I am learning about Taylor series to calculate the truncation error of numerical methods.
My problem is the following:
I want to use the Taylor series for $$ f(t,y(t)) = f(t+\frac{h}{2}, y(t)+f\cdot \frac{h}{2}).$$ For the first order I get $\tau = f + \frac{h}{2}f_{,t}+\frac{h}{2}f_{,y}f+\mathrm{O} (h^{2})$
My problem is the 2nd order.

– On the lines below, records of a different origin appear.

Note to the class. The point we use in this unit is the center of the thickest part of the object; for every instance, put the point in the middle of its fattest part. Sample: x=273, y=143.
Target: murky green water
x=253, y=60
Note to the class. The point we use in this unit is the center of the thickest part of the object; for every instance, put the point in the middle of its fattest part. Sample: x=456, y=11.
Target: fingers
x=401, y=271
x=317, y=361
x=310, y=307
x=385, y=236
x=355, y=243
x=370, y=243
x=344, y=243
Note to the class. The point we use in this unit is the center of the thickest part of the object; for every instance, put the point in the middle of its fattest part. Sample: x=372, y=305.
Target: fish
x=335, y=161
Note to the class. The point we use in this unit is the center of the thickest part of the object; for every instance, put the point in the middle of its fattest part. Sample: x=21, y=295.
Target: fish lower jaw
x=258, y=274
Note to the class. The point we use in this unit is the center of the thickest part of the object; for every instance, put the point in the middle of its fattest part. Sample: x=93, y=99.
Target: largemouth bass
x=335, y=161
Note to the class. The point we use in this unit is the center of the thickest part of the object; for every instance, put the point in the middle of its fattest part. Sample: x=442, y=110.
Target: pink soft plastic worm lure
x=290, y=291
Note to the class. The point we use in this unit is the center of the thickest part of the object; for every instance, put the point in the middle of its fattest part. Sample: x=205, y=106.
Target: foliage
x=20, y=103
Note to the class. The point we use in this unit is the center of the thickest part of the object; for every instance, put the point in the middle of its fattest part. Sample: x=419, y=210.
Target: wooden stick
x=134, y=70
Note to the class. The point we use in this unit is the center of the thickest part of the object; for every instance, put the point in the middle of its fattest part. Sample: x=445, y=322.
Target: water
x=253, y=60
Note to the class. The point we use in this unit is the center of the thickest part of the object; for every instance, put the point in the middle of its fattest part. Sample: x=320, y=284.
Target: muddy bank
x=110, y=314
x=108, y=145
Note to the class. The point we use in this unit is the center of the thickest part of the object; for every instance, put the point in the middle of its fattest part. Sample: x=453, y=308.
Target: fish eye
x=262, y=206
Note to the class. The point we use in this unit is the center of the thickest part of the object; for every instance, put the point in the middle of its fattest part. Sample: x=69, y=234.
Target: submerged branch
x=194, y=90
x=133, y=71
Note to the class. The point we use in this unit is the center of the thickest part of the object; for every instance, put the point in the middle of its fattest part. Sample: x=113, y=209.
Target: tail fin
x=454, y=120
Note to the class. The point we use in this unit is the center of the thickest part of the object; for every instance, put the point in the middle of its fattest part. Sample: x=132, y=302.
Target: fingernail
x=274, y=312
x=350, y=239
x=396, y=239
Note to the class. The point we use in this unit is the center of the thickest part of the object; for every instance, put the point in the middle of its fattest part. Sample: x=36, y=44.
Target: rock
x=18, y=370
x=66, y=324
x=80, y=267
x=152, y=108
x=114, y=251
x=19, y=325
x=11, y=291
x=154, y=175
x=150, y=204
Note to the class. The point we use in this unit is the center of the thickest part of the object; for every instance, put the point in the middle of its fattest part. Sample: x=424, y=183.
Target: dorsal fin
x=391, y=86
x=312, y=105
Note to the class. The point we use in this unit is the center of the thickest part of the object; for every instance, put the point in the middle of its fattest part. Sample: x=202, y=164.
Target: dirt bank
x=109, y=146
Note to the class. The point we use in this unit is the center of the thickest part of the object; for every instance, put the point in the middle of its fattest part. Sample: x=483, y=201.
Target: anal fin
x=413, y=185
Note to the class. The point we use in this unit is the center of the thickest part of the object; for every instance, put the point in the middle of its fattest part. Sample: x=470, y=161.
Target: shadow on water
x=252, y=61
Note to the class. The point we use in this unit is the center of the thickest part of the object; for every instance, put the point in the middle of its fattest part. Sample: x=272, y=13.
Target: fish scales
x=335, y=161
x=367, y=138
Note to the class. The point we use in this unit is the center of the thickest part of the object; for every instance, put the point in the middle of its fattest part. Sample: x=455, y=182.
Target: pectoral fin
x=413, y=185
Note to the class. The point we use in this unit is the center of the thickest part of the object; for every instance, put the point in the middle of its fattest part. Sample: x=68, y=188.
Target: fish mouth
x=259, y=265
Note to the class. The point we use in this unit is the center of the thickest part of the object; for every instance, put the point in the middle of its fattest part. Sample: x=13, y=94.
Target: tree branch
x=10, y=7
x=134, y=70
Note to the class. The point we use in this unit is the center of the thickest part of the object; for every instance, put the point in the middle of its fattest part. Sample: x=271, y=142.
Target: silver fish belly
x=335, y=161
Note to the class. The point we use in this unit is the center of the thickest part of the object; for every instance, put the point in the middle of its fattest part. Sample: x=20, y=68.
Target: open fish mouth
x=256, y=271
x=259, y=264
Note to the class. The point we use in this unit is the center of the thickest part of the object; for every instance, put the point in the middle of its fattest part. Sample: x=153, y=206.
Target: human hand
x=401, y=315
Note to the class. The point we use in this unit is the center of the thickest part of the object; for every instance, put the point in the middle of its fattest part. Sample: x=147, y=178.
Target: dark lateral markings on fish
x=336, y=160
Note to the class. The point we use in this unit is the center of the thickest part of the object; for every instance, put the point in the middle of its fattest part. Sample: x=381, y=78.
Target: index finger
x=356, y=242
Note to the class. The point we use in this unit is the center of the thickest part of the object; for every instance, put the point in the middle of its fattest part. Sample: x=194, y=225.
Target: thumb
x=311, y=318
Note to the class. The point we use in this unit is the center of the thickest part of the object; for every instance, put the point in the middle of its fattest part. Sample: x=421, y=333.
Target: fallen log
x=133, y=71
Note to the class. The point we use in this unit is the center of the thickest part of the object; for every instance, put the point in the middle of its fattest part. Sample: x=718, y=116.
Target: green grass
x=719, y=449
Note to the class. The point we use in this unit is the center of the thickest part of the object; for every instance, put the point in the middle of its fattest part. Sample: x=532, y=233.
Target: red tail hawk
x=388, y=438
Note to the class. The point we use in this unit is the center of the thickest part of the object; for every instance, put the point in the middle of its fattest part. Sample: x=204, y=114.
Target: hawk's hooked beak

Calculating Taylor for $\frac{d^2}{dt^2} f(t,y(t))$ gives me $ f_{,tt} \cdot \frac{h^2}{8}$.
For calulating the Taylor for $\frac{d^2}{dy^2} f(t,y(t))$ I would use the chain rule and the product rule with $u = f_{,y} , u' = f_{,yy}\cdot f, v = f, v' = f_{,y}$. This leads me to $\frac{d^2}{dy^2} f(t,y(t)) = f_{,yy}\cdot f^2 + f_{,y}^2\cdot f $.
BUT: That is not correct, the solutions says it's $\frac{d^2}{dy^2} f(t,y(t)) = f_{,yy}\cdot f^2$. Why is the second part missing? Do I miscalculate? Thanks in advance!
Your result would be correct, after some massive corrections of the notation, for calculating $y'''$. But you are calculating the Taylor series $$ f(t+a, y+b)=f(t,y)+f_{,t}a+f_{,y}b+\frac12f_{,tt}a^2+f_{,ty}ab+\frac12f_{,yy}b^2+... $$
In $f(t,y(t))$, $y$ is a dependent variable. Thus it makes no sense to want to compute the total derivative $\frac{d}{dy}$. You can compute the partial derivative for the second position, that is then $\frac{\partial^2}{\partial y^2}f=f_{,yy}$, without any additional factors.